Bei Elektroautos ist induktives Laden dagegen komplizierter. Die Reifen verhindern, dass die Empfängerspule im Fahrzeug direkt auf der Ladeplatte aufliegt. Und das ist natürlich auch richtig so: Sonst könnten Sie Ihr E-Auto zwar kabellos laden, aber dafür nicht mehr fahren. Eine weitere Herausforderung ist die exakte Positionierung des E-Autos über der Ladeeinheit – eine Aufgabe, die vor allem beim Laden während der Fahrt noch einmal schwieriger wird.
Vor- & Nachteile: Ist induktives Laden schädlich für den Akku?
Ob bei Smartphones, elektrischen Zahnbürsten oder Rasierern – die Technologie des kabellosen Ladens ist längst in unseren Alltag angekommen. Trotzdem fragen sich viele Nutzer*innen, ob die induktive Variante schädlich für den Akku sein könnte.
Man kann nicht pauschal sagen, dass induktives Laden negative Folgen hat. Das Nutzerverhalten hat einen großen Einfluss auf die Lebensdauer des Akkus. Ist dieser voll aufgeladen, endet der Ladezyklus automatisch. Bleibt der Akku weiter auf der Ladestation und entlädt sich dort wieder, wird der nächste Ladevorgang gestartet. Dies schadet der Batterieleistung auf Dauer. Jeder Ladezyklus – ob per Kabel oder induktiver Station – führt zu einer Alterung des Akkus. Generell gilt daher die Empfehlung, Geräte und E-Autos nach Ende des Ladevorgangs von der Stromquelle zu trennen.

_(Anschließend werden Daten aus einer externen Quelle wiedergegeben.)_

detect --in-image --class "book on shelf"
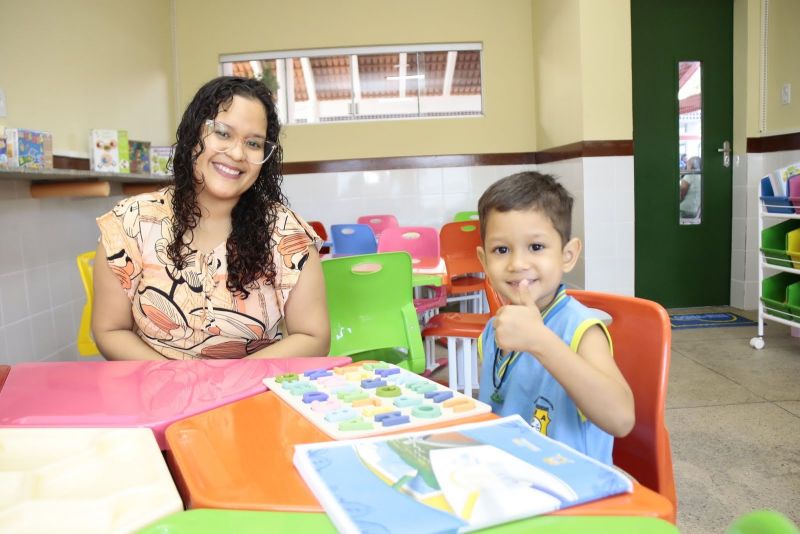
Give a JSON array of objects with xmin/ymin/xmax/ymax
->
[
  {"xmin": 129, "ymin": 140, "xmax": 151, "ymax": 174},
  {"xmin": 0, "ymin": 126, "xmax": 7, "ymax": 168},
  {"xmin": 775, "ymin": 162, "xmax": 800, "ymax": 197},
  {"xmin": 150, "ymin": 146, "xmax": 173, "ymax": 176},
  {"xmin": 89, "ymin": 129, "xmax": 130, "ymax": 173},
  {"xmin": 293, "ymin": 415, "xmax": 633, "ymax": 534},
  {"xmin": 5, "ymin": 128, "xmax": 54, "ymax": 169}
]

Ein Nachteil des induktiven Ladens liegt in dessen Dauer: Der Vorgang braucht insgesamt länger als per Kabel. Hier wird die Technik jedoch stetig verbessert. Aktuell werden geringe Leistungen übertragen, bei einem Wirkungsgrad von 93–95 Prozent. Das langsamere Laden könnte jedoch einen Vorteil für die Batterie haben, da es schonender für den Akku ist und weniger Wärme erzeugt.
Ein Vorteil ist, dass das Anschließen des Kabels entfällt und kein dickes Kabel den Platz im Kofferraum wegnimmt. Außerdem besteht hier nicht die Gefahr der Fehlbedienung.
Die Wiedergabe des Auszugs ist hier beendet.